GATE hints and tips
1. Using real-time corpus controller
Consider a situation where you have thousands of documents in your corpus. It might happen that application reaches half-way through after processing half of the documents successfully but then it fails due to some error in processing one of the documents. At this stage, if the application is terminated, you end up being in a situation where you would have to first find out the successfully processed documents and remove them manually from the corpus and then start the process for rest of the documents once again. This could be a tedious job if there are more than one faulty documents in your corpus.
Real-time corpus controllers can be useful in such a situation. In other words, if the process fails on one document, the real-time controllers skip that document and continue processing other documents. Similarly, one might want to specify a maximum time that is allowed for processing one document. The real-time corpus controllers take an init-time parameter called timeout which can be used for exactly this purpose.
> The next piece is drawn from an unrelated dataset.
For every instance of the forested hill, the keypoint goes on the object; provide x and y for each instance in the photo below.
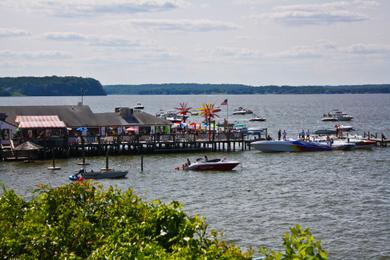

Thus, while using the real-time corpus controllers, a document is skipped not only when there is an exception processing the document but also when the application has taken longer than the specified time to process one document.
When using real-time corpus controller from GUI, information about the skipped documents is provided in the messages tab. However, if the real-time corpus controller is used in other scenarios (e.g. batch processing), one might want to add a PR such as a JAPE grammar at the end of the application to add a feature to the document or creating a special annotation marking successful processing of the document. Thus, if there was something wrong with the document and the document was skipped, such an annotation won't appear in the document.
Below, we provide an example JAPE grammar that can be used for such a purpose.
Phase: TheEnd Input: Lookup Token Options: control = once // important that it fires only once. Rule:TheEnd Priority:100 ( {Token} ):the_end --> :the_end.TheEnd = {rule = "the_end"}
All one needs to check after the execution of pipeline is whether the annotation of type TheEnd is present or not. If it is then everything went well if not the process timed out.